И была еще причина, быть может, главная, по которой Маяковский и футуристы нуждались друг в друге и друг к другу тянулись. Это — совпадение сферы действий. Уникальный и бесспорный талант Маяковского располагался именно в той самой области, где действовала бездарность всех остальных: в области оболочек, средств воздействия, механических разъятий и сочленений, декларативных утверждений и самохарактеристик — то есть в том рациональном, упрощенном мире, где жила его пустующая душа. И как ни отличался он от остальных, как ни велика была между ними дистанция, это все же дистанция, а не пропасть.

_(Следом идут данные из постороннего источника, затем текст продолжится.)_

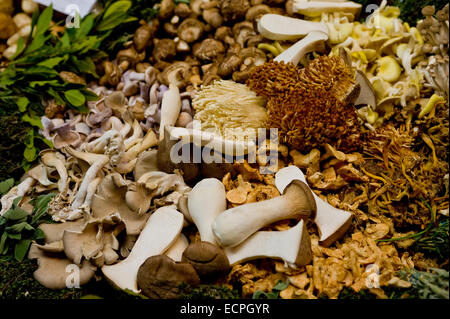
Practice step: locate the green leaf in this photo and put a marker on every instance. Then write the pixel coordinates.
(15, 214)
(16, 202)
(75, 97)
(52, 62)
(42, 83)
(85, 27)
(20, 47)
(32, 119)
(43, 23)
(6, 185)
(16, 228)
(37, 43)
(47, 142)
(21, 249)
(114, 15)
(3, 243)
(22, 103)
(15, 236)
(86, 66)
(30, 153)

Его стихи выделяются с первого взгляда, но они немыслимы в другом сборнике, как он сам немыслим в другом сборище.

Он был не просто сам по себе, он был коронованный король графоманов и так же нуждался в их шумной свите, как они — в его несравненном величии.

4

В ранней юности Маяковский был причастен к подполью. В тридцать лет Каменский летал на аэроплане. В предоктябрьские дни тридцатидвухлетний Хлебников посылал Александру Федоровичу Керенскому, которого он еще совсем недавно ввел в число Председателей Земного Шара, издевательские письма и телеграммы, называя его Александрой Федоровной. (Это гениальное изобретение впоследствии позаимствовал у него Маяковский для своей Октябрьской поэмы.)

Этим списком, пожалуй, исчерпывается летопись смелых поступков будетлян-футуристов. Никто из них ни разу не вступился за слабого, никто никогда не воспротивился силе, если иметь в виду не номинальную силу, а реальную, главенствующую во времени. Начало первой мировой войны — это взлет патриотического самосознания и возможность заработать на лубках и открытках.

Ах, как немцам под Намюром досталось по шевелюрам. Немец рыжий и шершавый разлетался под Варшавой.

Такие и прочие стишки Маяковского предшествовали наскипидаренному Юденичу.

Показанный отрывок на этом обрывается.